Buenos Aires (2b) – El Gobierno nacional incluyó la iniciativa en el temario de las sesiones extraordinarias convocadas para febrero. La Libertad Avanza deberá negociar nuevamente con el PRO y la UCR para alcanzar los votos necesarios en Diputados. El debate se centra en el límite de edad y el presupuesto destinado a los centros de detención.
El gobierno de Javier Milei apuesta nuevamente a una de sus banderas de gestión en el inicio del año legislativo 2026. Tras perder estado parlamentario el dictamen obtenido el año pasado, el oficialismo confirmó que enviará un nuevo proyecto de ley a la Cámara de Diputados. Según consignó el portal El Destape, desde La Libertad Avanza (LLA) se mostraron abiertos a introducir modificaciones en el texto original para garantizar el acompañamiento de los bloques dialoguistas.
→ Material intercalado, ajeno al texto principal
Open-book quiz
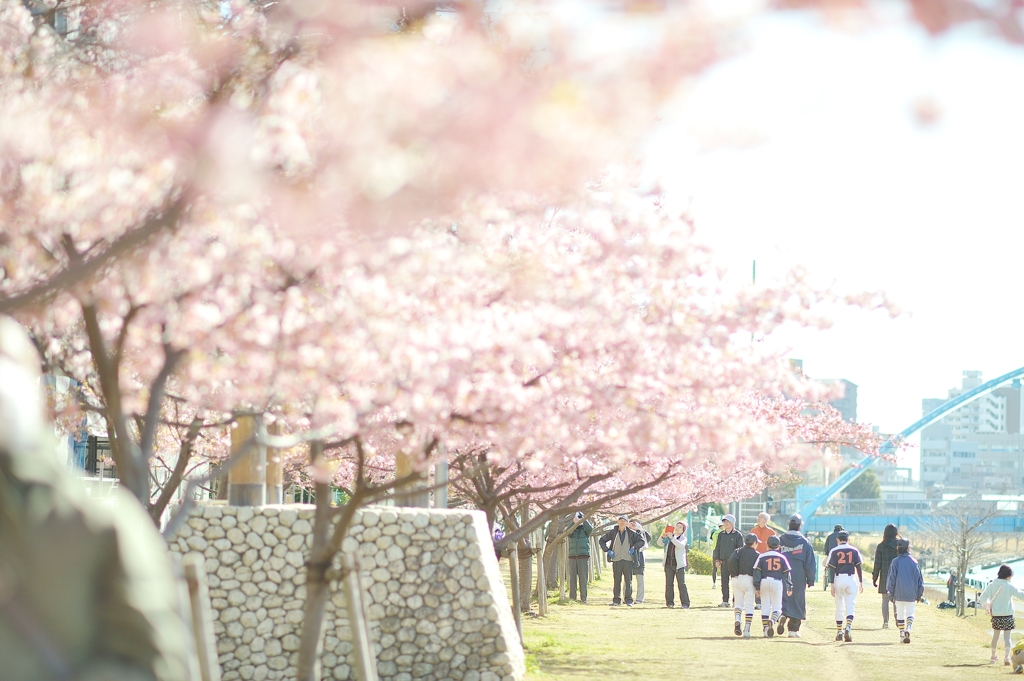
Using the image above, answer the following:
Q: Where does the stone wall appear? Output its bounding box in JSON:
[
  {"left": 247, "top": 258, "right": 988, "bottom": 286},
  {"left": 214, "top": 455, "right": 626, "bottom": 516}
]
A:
[{"left": 167, "top": 505, "right": 524, "bottom": 681}]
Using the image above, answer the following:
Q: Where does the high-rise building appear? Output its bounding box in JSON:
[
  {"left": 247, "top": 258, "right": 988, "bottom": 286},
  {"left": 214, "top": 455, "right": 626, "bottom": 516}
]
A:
[{"left": 919, "top": 371, "right": 1024, "bottom": 492}]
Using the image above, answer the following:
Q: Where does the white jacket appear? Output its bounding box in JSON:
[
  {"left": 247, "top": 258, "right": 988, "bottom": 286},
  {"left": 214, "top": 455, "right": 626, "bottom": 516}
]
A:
[
  {"left": 664, "top": 534, "right": 688, "bottom": 569},
  {"left": 980, "top": 578, "right": 1024, "bottom": 617}
]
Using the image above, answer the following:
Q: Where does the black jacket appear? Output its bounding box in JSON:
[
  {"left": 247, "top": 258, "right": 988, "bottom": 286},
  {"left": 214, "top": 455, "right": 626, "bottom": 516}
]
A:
[
  {"left": 873, "top": 538, "right": 899, "bottom": 593},
  {"left": 726, "top": 546, "right": 759, "bottom": 578},
  {"left": 824, "top": 530, "right": 842, "bottom": 557},
  {"left": 713, "top": 530, "right": 745, "bottom": 571},
  {"left": 599, "top": 527, "right": 646, "bottom": 568}
]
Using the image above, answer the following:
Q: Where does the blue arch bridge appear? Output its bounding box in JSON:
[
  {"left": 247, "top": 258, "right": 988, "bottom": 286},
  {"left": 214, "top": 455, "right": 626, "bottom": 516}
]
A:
[{"left": 777, "top": 365, "right": 1024, "bottom": 535}]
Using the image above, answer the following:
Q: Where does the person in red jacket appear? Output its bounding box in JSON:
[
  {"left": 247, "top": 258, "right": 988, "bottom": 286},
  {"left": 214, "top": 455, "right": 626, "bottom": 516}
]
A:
[{"left": 749, "top": 512, "right": 776, "bottom": 554}]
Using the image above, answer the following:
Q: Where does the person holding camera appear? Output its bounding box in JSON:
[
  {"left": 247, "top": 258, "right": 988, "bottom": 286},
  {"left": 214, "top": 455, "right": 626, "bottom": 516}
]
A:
[
  {"left": 663, "top": 521, "right": 691, "bottom": 609},
  {"left": 567, "top": 511, "right": 594, "bottom": 603}
]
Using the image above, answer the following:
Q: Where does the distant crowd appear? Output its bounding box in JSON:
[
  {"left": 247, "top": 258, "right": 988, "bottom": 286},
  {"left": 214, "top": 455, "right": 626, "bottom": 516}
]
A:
[{"left": 551, "top": 510, "right": 1024, "bottom": 666}]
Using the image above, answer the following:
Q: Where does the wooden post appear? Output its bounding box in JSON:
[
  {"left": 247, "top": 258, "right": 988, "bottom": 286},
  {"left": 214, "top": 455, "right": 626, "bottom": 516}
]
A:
[
  {"left": 562, "top": 540, "right": 570, "bottom": 596},
  {"left": 265, "top": 421, "right": 284, "bottom": 505},
  {"left": 394, "top": 450, "right": 429, "bottom": 508},
  {"left": 536, "top": 540, "right": 547, "bottom": 616},
  {"left": 227, "top": 415, "right": 265, "bottom": 506},
  {"left": 183, "top": 554, "right": 222, "bottom": 681},
  {"left": 557, "top": 541, "right": 566, "bottom": 601},
  {"left": 433, "top": 445, "right": 449, "bottom": 509},
  {"left": 507, "top": 546, "right": 523, "bottom": 642},
  {"left": 342, "top": 553, "right": 379, "bottom": 681},
  {"left": 169, "top": 554, "right": 204, "bottom": 681}
]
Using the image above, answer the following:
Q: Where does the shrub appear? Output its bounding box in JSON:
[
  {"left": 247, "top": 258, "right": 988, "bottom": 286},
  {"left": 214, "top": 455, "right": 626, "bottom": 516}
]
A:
[{"left": 688, "top": 549, "right": 713, "bottom": 575}]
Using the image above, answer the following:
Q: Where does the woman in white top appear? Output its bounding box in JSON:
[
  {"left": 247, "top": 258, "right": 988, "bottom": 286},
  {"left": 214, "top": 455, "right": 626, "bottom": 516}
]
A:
[{"left": 979, "top": 565, "right": 1024, "bottom": 665}]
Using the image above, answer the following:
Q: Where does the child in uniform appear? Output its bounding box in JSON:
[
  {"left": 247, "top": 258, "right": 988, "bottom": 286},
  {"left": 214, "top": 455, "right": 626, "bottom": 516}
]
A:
[
  {"left": 753, "top": 535, "right": 793, "bottom": 638},
  {"left": 826, "top": 531, "right": 864, "bottom": 642}
]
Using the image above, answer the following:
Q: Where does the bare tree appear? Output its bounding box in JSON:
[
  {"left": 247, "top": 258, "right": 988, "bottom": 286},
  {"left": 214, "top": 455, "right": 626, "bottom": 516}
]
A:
[{"left": 925, "top": 496, "right": 1001, "bottom": 616}]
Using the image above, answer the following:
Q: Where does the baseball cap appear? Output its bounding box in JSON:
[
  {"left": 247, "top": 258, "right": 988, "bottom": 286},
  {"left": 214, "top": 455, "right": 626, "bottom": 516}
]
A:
[
  {"left": 617, "top": 515, "right": 628, "bottom": 521},
  {"left": 837, "top": 530, "right": 850, "bottom": 541},
  {"left": 833, "top": 524, "right": 844, "bottom": 532},
  {"left": 767, "top": 536, "right": 781, "bottom": 550},
  {"left": 896, "top": 539, "right": 910, "bottom": 553},
  {"left": 744, "top": 533, "right": 757, "bottom": 546}
]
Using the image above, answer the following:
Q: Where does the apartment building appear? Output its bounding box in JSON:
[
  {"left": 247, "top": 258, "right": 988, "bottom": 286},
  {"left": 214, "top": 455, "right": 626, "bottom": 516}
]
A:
[{"left": 920, "top": 371, "right": 1024, "bottom": 493}]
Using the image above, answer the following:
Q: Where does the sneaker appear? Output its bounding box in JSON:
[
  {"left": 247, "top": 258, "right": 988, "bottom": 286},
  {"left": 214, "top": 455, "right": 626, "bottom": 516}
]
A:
[
  {"left": 844, "top": 628, "right": 852, "bottom": 643},
  {"left": 743, "top": 630, "right": 751, "bottom": 639},
  {"left": 788, "top": 631, "right": 801, "bottom": 638},
  {"left": 763, "top": 626, "right": 770, "bottom": 638},
  {"left": 903, "top": 631, "right": 910, "bottom": 644},
  {"left": 626, "top": 602, "right": 633, "bottom": 607},
  {"left": 666, "top": 604, "right": 675, "bottom": 608},
  {"left": 835, "top": 631, "right": 844, "bottom": 642},
  {"left": 766, "top": 623, "right": 775, "bottom": 638},
  {"left": 776, "top": 616, "right": 787, "bottom": 636},
  {"left": 882, "top": 622, "right": 889, "bottom": 629},
  {"left": 1006, "top": 660, "right": 1012, "bottom": 667},
  {"left": 581, "top": 599, "right": 587, "bottom": 604},
  {"left": 682, "top": 605, "right": 690, "bottom": 609},
  {"left": 734, "top": 622, "right": 742, "bottom": 637},
  {"left": 610, "top": 602, "right": 621, "bottom": 607},
  {"left": 718, "top": 602, "right": 731, "bottom": 608},
  {"left": 1012, "top": 664, "right": 1023, "bottom": 673},
  {"left": 637, "top": 600, "right": 644, "bottom": 604},
  {"left": 991, "top": 656, "right": 998, "bottom": 665}
]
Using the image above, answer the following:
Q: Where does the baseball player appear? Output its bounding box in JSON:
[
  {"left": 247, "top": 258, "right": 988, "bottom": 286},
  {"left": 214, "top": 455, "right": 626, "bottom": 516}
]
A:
[
  {"left": 726, "top": 533, "right": 760, "bottom": 637},
  {"left": 826, "top": 530, "right": 864, "bottom": 642},
  {"left": 753, "top": 535, "right": 793, "bottom": 638}
]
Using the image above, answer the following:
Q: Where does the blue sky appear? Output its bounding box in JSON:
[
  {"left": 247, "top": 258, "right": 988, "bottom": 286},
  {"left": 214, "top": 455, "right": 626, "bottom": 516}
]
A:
[{"left": 646, "top": 9, "right": 1024, "bottom": 476}]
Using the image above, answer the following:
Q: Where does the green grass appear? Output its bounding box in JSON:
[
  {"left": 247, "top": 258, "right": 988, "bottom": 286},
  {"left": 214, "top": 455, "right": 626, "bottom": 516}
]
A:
[{"left": 506, "top": 557, "right": 1022, "bottom": 680}]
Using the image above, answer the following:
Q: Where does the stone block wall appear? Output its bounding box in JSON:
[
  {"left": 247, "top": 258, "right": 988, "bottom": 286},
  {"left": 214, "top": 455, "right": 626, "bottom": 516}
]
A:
[{"left": 167, "top": 505, "right": 524, "bottom": 681}]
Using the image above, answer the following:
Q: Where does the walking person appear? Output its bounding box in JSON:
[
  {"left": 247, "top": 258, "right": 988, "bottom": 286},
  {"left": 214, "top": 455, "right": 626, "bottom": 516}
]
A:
[
  {"left": 754, "top": 536, "right": 793, "bottom": 638},
  {"left": 630, "top": 519, "right": 651, "bottom": 604},
  {"left": 713, "top": 514, "right": 744, "bottom": 608},
  {"left": 599, "top": 515, "right": 645, "bottom": 607},
  {"left": 776, "top": 514, "right": 817, "bottom": 637},
  {"left": 980, "top": 565, "right": 1024, "bottom": 666},
  {"left": 566, "top": 511, "right": 593, "bottom": 603},
  {"left": 663, "top": 522, "right": 691, "bottom": 609},
  {"left": 827, "top": 531, "right": 864, "bottom": 642},
  {"left": 947, "top": 571, "right": 957, "bottom": 604},
  {"left": 873, "top": 523, "right": 900, "bottom": 628},
  {"left": 886, "top": 539, "right": 924, "bottom": 644},
  {"left": 726, "top": 533, "right": 759, "bottom": 637},
  {"left": 709, "top": 521, "right": 723, "bottom": 589},
  {"left": 823, "top": 524, "right": 843, "bottom": 591}
]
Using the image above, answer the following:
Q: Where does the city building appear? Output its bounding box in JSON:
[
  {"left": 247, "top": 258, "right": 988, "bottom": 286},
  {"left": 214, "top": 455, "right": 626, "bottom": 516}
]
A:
[{"left": 920, "top": 371, "right": 1024, "bottom": 493}]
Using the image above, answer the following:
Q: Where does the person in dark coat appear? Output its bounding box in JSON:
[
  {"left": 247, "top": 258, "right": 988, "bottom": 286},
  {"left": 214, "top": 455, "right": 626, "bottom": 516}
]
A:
[
  {"left": 712, "top": 514, "right": 745, "bottom": 608},
  {"left": 823, "top": 524, "right": 843, "bottom": 590},
  {"left": 873, "top": 523, "right": 900, "bottom": 628},
  {"left": 565, "top": 512, "right": 593, "bottom": 603},
  {"left": 629, "top": 519, "right": 652, "bottom": 604},
  {"left": 775, "top": 514, "right": 817, "bottom": 637},
  {"left": 598, "top": 516, "right": 646, "bottom": 606}
]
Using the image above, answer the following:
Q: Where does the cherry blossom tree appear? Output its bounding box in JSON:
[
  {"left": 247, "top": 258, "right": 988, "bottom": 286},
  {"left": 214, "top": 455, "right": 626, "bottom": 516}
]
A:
[{"left": 1, "top": 1, "right": 998, "bottom": 679}]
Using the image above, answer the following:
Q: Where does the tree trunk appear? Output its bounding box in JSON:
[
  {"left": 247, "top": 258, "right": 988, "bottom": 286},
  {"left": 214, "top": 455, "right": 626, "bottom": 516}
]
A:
[
  {"left": 536, "top": 544, "right": 547, "bottom": 616},
  {"left": 508, "top": 546, "right": 522, "bottom": 643},
  {"left": 296, "top": 442, "right": 334, "bottom": 681},
  {"left": 517, "top": 539, "right": 533, "bottom": 612}
]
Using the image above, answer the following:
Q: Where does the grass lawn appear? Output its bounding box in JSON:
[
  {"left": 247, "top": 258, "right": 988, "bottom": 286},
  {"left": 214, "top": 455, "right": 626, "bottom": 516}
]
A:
[{"left": 507, "top": 556, "right": 1023, "bottom": 680}]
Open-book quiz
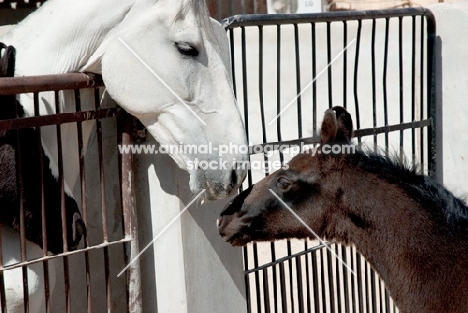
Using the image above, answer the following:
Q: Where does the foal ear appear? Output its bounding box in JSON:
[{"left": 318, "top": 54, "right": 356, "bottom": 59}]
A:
[
  {"left": 320, "top": 109, "right": 338, "bottom": 144},
  {"left": 332, "top": 106, "right": 353, "bottom": 143},
  {"left": 320, "top": 106, "right": 353, "bottom": 145}
]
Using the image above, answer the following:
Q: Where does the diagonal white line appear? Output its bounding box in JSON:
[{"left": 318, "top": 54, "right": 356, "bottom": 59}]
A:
[
  {"left": 268, "top": 38, "right": 357, "bottom": 126},
  {"left": 118, "top": 37, "right": 207, "bottom": 126},
  {"left": 269, "top": 189, "right": 356, "bottom": 276},
  {"left": 117, "top": 189, "right": 206, "bottom": 277}
]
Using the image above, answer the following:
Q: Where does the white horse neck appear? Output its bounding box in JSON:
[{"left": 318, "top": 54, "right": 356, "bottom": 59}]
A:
[{"left": 0, "top": 0, "right": 137, "bottom": 76}]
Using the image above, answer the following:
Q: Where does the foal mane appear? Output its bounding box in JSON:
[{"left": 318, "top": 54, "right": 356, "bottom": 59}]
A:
[{"left": 347, "top": 148, "right": 468, "bottom": 233}]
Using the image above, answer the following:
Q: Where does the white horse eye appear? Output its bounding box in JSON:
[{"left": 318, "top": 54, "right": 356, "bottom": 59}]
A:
[{"left": 175, "top": 42, "right": 199, "bottom": 57}]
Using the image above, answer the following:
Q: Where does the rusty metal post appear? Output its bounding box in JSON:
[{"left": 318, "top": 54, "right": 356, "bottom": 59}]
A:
[{"left": 119, "top": 111, "right": 143, "bottom": 313}]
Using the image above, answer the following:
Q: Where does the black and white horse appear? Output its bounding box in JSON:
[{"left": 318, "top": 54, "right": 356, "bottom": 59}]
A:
[{"left": 0, "top": 43, "right": 86, "bottom": 312}]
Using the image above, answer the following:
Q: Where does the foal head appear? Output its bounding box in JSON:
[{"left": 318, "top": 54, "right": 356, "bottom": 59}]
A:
[{"left": 218, "top": 107, "right": 354, "bottom": 245}]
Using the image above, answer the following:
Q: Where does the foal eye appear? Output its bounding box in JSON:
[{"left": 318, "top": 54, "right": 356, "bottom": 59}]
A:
[
  {"left": 276, "top": 176, "right": 292, "bottom": 191},
  {"left": 175, "top": 42, "right": 199, "bottom": 57}
]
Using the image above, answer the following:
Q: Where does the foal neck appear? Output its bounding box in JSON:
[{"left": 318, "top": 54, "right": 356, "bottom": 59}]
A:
[{"left": 325, "top": 154, "right": 468, "bottom": 313}]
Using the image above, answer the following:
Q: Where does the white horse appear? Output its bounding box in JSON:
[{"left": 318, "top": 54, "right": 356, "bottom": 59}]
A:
[{"left": 0, "top": 0, "right": 248, "bottom": 311}]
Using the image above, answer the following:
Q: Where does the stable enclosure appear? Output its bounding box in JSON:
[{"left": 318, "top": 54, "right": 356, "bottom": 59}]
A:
[
  {"left": 224, "top": 7, "right": 435, "bottom": 313},
  {"left": 0, "top": 74, "right": 140, "bottom": 312}
]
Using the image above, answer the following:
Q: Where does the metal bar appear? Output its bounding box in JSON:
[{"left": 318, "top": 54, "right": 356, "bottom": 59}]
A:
[
  {"left": 311, "top": 249, "right": 320, "bottom": 313},
  {"left": 350, "top": 246, "right": 357, "bottom": 313},
  {"left": 370, "top": 269, "right": 377, "bottom": 313},
  {"left": 425, "top": 12, "right": 437, "bottom": 177},
  {"left": 319, "top": 249, "right": 327, "bottom": 313},
  {"left": 253, "top": 243, "right": 262, "bottom": 313},
  {"left": 241, "top": 26, "right": 253, "bottom": 187},
  {"left": 54, "top": 90, "right": 71, "bottom": 313},
  {"left": 270, "top": 242, "right": 279, "bottom": 313},
  {"left": 256, "top": 23, "right": 277, "bottom": 312},
  {"left": 343, "top": 21, "right": 348, "bottom": 110},
  {"left": 371, "top": 18, "right": 377, "bottom": 147},
  {"left": 364, "top": 261, "right": 369, "bottom": 313},
  {"left": 15, "top": 98, "right": 30, "bottom": 313},
  {"left": 383, "top": 18, "right": 390, "bottom": 154},
  {"left": 258, "top": 25, "right": 270, "bottom": 176},
  {"left": 93, "top": 89, "right": 112, "bottom": 312},
  {"left": 378, "top": 279, "right": 383, "bottom": 313},
  {"left": 94, "top": 91, "right": 109, "bottom": 245},
  {"left": 0, "top": 239, "right": 132, "bottom": 271},
  {"left": 303, "top": 242, "right": 311, "bottom": 313},
  {"left": 74, "top": 88, "right": 93, "bottom": 313},
  {"left": 240, "top": 25, "right": 259, "bottom": 312},
  {"left": 0, "top": 271, "right": 5, "bottom": 313},
  {"left": 326, "top": 248, "right": 336, "bottom": 313},
  {"left": 262, "top": 268, "right": 271, "bottom": 313},
  {"left": 0, "top": 73, "right": 103, "bottom": 95},
  {"left": 244, "top": 246, "right": 252, "bottom": 313},
  {"left": 287, "top": 240, "right": 295, "bottom": 313},
  {"left": 35, "top": 91, "right": 51, "bottom": 313},
  {"left": 311, "top": 22, "right": 317, "bottom": 134},
  {"left": 63, "top": 256, "right": 71, "bottom": 313},
  {"left": 411, "top": 16, "right": 417, "bottom": 166},
  {"left": 246, "top": 119, "right": 432, "bottom": 153},
  {"left": 295, "top": 256, "right": 304, "bottom": 313},
  {"left": 356, "top": 252, "right": 364, "bottom": 313},
  {"left": 327, "top": 21, "right": 333, "bottom": 109},
  {"left": 353, "top": 19, "right": 362, "bottom": 137},
  {"left": 384, "top": 288, "right": 390, "bottom": 313},
  {"left": 334, "top": 244, "right": 342, "bottom": 313},
  {"left": 245, "top": 244, "right": 328, "bottom": 275},
  {"left": 399, "top": 16, "right": 404, "bottom": 160},
  {"left": 0, "top": 229, "right": 5, "bottom": 313},
  {"left": 276, "top": 25, "right": 283, "bottom": 164},
  {"left": 294, "top": 24, "right": 302, "bottom": 138},
  {"left": 229, "top": 28, "right": 237, "bottom": 98},
  {"left": 222, "top": 8, "right": 434, "bottom": 28},
  {"left": 341, "top": 245, "right": 350, "bottom": 313},
  {"left": 0, "top": 108, "right": 119, "bottom": 130},
  {"left": 258, "top": 26, "right": 267, "bottom": 147},
  {"left": 420, "top": 16, "right": 425, "bottom": 171},
  {"left": 55, "top": 91, "right": 67, "bottom": 254},
  {"left": 279, "top": 263, "right": 287, "bottom": 313},
  {"left": 119, "top": 112, "right": 142, "bottom": 313}
]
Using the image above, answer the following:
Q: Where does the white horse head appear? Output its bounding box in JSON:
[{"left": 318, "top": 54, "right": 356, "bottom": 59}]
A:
[
  {"left": 99, "top": 1, "right": 248, "bottom": 199},
  {"left": 2, "top": 0, "right": 248, "bottom": 200}
]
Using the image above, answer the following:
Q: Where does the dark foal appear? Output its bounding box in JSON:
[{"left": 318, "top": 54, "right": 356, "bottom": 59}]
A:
[
  {"left": 218, "top": 106, "right": 468, "bottom": 313},
  {"left": 0, "top": 44, "right": 86, "bottom": 254}
]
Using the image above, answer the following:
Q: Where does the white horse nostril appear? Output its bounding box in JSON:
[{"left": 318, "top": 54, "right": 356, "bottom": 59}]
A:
[{"left": 216, "top": 217, "right": 222, "bottom": 229}]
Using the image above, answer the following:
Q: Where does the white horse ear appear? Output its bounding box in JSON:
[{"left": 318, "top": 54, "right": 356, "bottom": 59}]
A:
[
  {"left": 80, "top": 41, "right": 108, "bottom": 74},
  {"left": 80, "top": 53, "right": 102, "bottom": 74}
]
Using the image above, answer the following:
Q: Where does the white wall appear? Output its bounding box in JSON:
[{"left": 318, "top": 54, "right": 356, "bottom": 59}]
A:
[
  {"left": 430, "top": 3, "right": 468, "bottom": 198},
  {"left": 135, "top": 135, "right": 246, "bottom": 313}
]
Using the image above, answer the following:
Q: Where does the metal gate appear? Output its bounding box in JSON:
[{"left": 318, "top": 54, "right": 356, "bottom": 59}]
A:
[
  {"left": 223, "top": 7, "right": 436, "bottom": 313},
  {"left": 0, "top": 73, "right": 141, "bottom": 312}
]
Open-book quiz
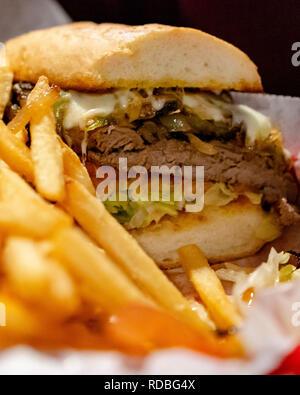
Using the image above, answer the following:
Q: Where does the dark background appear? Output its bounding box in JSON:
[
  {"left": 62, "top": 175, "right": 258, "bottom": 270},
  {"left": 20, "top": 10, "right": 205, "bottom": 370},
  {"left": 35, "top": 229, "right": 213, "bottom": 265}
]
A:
[{"left": 58, "top": 0, "right": 300, "bottom": 96}]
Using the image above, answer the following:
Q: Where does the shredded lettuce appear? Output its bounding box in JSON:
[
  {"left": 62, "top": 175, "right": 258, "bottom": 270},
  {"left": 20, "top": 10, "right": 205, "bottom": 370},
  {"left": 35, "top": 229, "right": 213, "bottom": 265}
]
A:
[
  {"left": 205, "top": 183, "right": 262, "bottom": 207},
  {"left": 293, "top": 269, "right": 300, "bottom": 281},
  {"left": 279, "top": 264, "right": 298, "bottom": 282},
  {"left": 216, "top": 248, "right": 299, "bottom": 312},
  {"left": 103, "top": 200, "right": 135, "bottom": 224},
  {"left": 104, "top": 199, "right": 182, "bottom": 230},
  {"left": 104, "top": 183, "right": 262, "bottom": 229},
  {"left": 205, "top": 183, "right": 237, "bottom": 206},
  {"left": 244, "top": 191, "right": 263, "bottom": 205}
]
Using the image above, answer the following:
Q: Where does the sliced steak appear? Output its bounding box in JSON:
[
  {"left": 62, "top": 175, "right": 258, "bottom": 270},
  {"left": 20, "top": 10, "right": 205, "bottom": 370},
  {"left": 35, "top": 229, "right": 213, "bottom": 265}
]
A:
[
  {"left": 277, "top": 199, "right": 300, "bottom": 226},
  {"left": 85, "top": 140, "right": 297, "bottom": 206}
]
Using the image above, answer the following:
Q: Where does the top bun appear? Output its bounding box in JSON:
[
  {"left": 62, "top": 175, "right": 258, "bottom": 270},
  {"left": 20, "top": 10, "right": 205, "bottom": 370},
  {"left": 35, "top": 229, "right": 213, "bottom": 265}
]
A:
[{"left": 6, "top": 22, "right": 262, "bottom": 92}]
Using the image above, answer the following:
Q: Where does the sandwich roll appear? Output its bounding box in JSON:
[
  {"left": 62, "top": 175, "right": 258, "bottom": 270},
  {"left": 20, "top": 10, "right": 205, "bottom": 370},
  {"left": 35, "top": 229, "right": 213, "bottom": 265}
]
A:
[{"left": 4, "top": 23, "right": 299, "bottom": 268}]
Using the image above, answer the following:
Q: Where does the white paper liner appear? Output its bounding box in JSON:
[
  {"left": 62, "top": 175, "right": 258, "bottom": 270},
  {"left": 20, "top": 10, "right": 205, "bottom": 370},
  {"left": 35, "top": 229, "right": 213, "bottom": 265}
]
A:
[{"left": 1, "top": 93, "right": 300, "bottom": 375}]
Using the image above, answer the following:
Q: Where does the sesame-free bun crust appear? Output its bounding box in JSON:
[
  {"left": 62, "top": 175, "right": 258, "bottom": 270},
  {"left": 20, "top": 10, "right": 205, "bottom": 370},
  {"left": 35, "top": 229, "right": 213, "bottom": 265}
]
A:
[
  {"left": 6, "top": 22, "right": 262, "bottom": 92},
  {"left": 131, "top": 200, "right": 281, "bottom": 268}
]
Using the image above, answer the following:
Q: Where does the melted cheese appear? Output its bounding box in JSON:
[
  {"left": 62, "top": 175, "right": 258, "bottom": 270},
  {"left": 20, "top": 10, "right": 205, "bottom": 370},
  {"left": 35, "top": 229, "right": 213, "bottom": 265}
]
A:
[
  {"left": 183, "top": 93, "right": 226, "bottom": 122},
  {"left": 183, "top": 92, "right": 272, "bottom": 145},
  {"left": 232, "top": 105, "right": 272, "bottom": 145},
  {"left": 150, "top": 96, "right": 166, "bottom": 111},
  {"left": 63, "top": 89, "right": 138, "bottom": 130},
  {"left": 62, "top": 88, "right": 272, "bottom": 145}
]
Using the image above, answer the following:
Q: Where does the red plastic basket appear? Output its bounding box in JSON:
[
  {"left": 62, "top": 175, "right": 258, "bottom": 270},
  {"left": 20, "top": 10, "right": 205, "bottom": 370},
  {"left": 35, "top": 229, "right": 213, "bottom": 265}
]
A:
[{"left": 271, "top": 345, "right": 300, "bottom": 375}]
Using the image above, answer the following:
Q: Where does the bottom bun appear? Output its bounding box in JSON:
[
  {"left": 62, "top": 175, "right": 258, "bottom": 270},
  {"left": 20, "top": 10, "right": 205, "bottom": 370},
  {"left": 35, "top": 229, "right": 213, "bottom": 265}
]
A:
[{"left": 131, "top": 199, "right": 282, "bottom": 268}]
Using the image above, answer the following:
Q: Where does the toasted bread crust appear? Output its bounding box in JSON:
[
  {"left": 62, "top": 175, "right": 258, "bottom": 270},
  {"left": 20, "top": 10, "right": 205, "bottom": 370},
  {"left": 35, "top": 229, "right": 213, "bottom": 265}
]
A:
[{"left": 6, "top": 22, "right": 262, "bottom": 92}]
El principal punto de fricción radica en el piso de edad para que un menor sea juzgado. Mientras que la propuesta inicial del Ejecutivo pretendía fijar la imputabilidad en los 13 años, sus socios principales, el PRO y la Unión Cívica Radical (UCR), mantienen su postura histórica de establecerla en los 14 años. Este fue el acuerdo alcanzado a regañadientes por el oficialismo durante 2025, y todo indica que la oposición aliada no está dispuesta a retroceder en ese límite.
Infraestructura y recursos: el eje del debate
Más allá de la discusión sobre la edad, el sector aliado puso el foco en la viabilidad económica del sistema. Desde el PRO advirtieron que «bajar la edad sin invertir en infraestructura es populismo penal», señalando que la creación de un nuevo régimen requiere centros de alta seguridad especializados y un modelo socioeducativo que actualmente no cuenta con los recursos suficientes. La falta de presupuesto para sostener el sistema penal juvenil asoma como el gran obstáculo para que el proyecto pase de la retórica a la práctica.
Por otro lado, el bloque Provincias Unidas, que cuenta con 18 votos clave, aún no ha iniciado conversaciones formales, aunque referentes del espacio ya marcaron su posición. El gobernador de Santa Fe, Maximiliano Pullaro, reiteró su respaldo a la medida tras el impacto social generado por crímenes recientes cometidos por menores en su provincia. «El que comete un delito lo tiene que pagar», afirmó el mandatario, alineándose con la necesidad de reformar el código vigente.